The DRS was supposed to launch in March next year having already been delayed from a planned launch date in August.
It would have charged customers a 20p returnable deposit for each single-use drinks container they bought.
But a row between the Scottish and UK Governments over how it would be run eventually saw the scheme axed.
Tory ministers at Westminster have pledged to introduce a UK-wide scheme by late 2025.
Tory MSP Maurice Golden said: "Despite confirming that Circularity Scotland has gone into administration – something that she admitted was a ‘disaster’ for its workforce – Lorna Slater is still refusing to take any responsibility for the collapse of her Deposit Return Scheme.

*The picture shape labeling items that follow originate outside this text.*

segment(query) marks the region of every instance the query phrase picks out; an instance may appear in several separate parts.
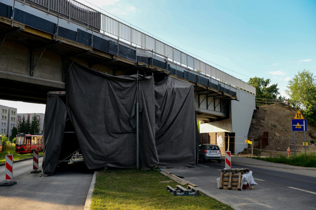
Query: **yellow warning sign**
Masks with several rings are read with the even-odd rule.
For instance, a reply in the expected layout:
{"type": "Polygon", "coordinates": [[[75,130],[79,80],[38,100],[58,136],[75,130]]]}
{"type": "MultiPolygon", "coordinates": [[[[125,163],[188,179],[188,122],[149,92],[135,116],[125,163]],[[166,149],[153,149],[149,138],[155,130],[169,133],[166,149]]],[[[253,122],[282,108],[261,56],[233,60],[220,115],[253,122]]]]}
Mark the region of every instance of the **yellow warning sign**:
{"type": "Polygon", "coordinates": [[[299,110],[297,110],[297,111],[296,112],[296,114],[294,116],[294,118],[293,119],[304,119],[304,117],[303,116],[303,115],[302,114],[302,113],[301,113],[301,111],[299,110]]]}

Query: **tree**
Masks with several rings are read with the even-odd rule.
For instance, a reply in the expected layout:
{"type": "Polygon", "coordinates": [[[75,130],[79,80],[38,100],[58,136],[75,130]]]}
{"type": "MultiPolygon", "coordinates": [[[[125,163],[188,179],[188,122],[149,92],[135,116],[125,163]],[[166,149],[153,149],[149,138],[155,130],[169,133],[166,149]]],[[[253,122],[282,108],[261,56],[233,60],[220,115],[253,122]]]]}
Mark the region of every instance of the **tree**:
{"type": "Polygon", "coordinates": [[[38,133],[39,125],[39,122],[37,121],[37,116],[35,113],[32,117],[32,121],[31,123],[30,128],[30,133],[32,135],[38,133]]]}
{"type": "Polygon", "coordinates": [[[289,81],[285,92],[291,103],[303,110],[303,114],[309,122],[316,126],[316,78],[309,70],[299,71],[289,81]]]}
{"type": "Polygon", "coordinates": [[[251,78],[248,84],[256,88],[256,96],[257,98],[264,99],[275,99],[280,94],[277,83],[269,85],[270,79],[264,80],[263,77],[260,78],[255,76],[251,78]]]}
{"type": "Polygon", "coordinates": [[[12,133],[11,134],[11,136],[10,137],[10,141],[12,141],[13,139],[18,134],[18,129],[15,127],[13,127],[12,128],[12,133]]]}
{"type": "Polygon", "coordinates": [[[20,123],[18,128],[19,133],[28,134],[30,133],[30,123],[25,119],[25,117],[23,116],[22,118],[22,122],[20,123]]]}

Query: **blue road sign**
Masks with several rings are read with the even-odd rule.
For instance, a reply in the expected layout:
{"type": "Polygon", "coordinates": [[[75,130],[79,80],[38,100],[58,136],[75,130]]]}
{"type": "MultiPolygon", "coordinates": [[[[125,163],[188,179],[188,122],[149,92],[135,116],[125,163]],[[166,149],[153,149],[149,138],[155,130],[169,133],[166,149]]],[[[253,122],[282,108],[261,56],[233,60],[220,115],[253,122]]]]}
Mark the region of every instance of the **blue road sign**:
{"type": "Polygon", "coordinates": [[[307,131],[307,120],[292,119],[292,131],[307,131]]]}

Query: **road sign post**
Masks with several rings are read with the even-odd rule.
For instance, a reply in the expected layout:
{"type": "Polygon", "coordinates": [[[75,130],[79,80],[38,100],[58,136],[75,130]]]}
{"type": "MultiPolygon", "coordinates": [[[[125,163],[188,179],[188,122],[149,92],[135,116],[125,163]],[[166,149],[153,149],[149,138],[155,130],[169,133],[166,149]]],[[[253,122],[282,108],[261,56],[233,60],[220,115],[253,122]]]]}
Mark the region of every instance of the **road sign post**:
{"type": "MultiPolygon", "coordinates": [[[[294,118],[292,119],[292,131],[294,132],[294,157],[296,159],[296,144],[295,143],[295,131],[304,132],[304,142],[305,142],[305,132],[307,131],[307,120],[304,118],[299,110],[297,110],[294,118]]],[[[306,145],[304,144],[304,145],[306,145]]],[[[306,157],[306,146],[305,147],[305,157],[306,157]]]]}

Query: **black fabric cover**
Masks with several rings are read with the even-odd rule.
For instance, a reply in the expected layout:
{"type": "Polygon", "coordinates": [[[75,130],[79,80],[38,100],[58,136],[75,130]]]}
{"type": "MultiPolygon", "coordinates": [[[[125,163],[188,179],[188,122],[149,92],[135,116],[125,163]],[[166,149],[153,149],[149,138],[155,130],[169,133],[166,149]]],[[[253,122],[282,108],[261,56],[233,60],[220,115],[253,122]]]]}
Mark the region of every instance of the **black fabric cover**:
{"type": "MultiPolygon", "coordinates": [[[[112,76],[74,63],[66,91],[67,111],[88,169],[136,168],[137,96],[140,168],[196,166],[198,140],[191,83],[168,76],[154,83],[152,76],[112,76]]],[[[58,160],[66,116],[57,98],[48,98],[45,114],[43,165],[48,175],[58,160]]]]}
{"type": "Polygon", "coordinates": [[[63,142],[67,111],[66,105],[57,96],[47,98],[43,131],[44,152],[42,167],[44,173],[50,175],[55,170],[63,142]]]}
{"type": "Polygon", "coordinates": [[[115,76],[73,64],[67,75],[67,109],[88,169],[136,167],[137,84],[140,165],[142,169],[157,165],[154,82],[151,76],[115,76]]]}
{"type": "Polygon", "coordinates": [[[159,165],[162,167],[195,167],[198,139],[193,86],[169,77],[155,85],[159,165]]]}

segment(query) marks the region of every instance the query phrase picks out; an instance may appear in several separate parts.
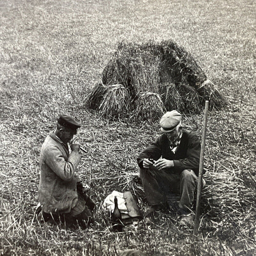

"Circularity Scotland themselves, like the UK government and other stakeholders, were absolutely clear that the scheme could have remained viable and gone ahead without glass, but instead she pulled the plug.
"The loss of jobs and the eye-watering sums invested – for which Scottish firms should be compensated – are entirely due to her stubborn and petulant decisions. No minister who has failed on such a scale can possibly command any confidence and she must now go."
A UK Government spokesman said: "The operation of Circularity Scotland is a matter for them and the Scottish Government.
"Earlier this year the drinks industry raised concerns about the Scottish Government’s deposit return scheme differing from plans in the rest of the UK.
"The UK Government listened and worked at pace to accept the Scottish Government’s request for a UK Internal Market (UKIM) exclusion on a temporary and limited basis to ensure the Scottish Government’s scheme could proceed while aligning with planned schemes for the rest of the UK.
"The chief executive of Circularity Scotland was categorical that the scheme remained viable on this basis and that many other successful schemes run without glass.
"But the Scottish Government decided not to proceed and instead further paused the scheme until October 2025. Delaying the Scottish scheme was entirely a decision made by the Scottish Government."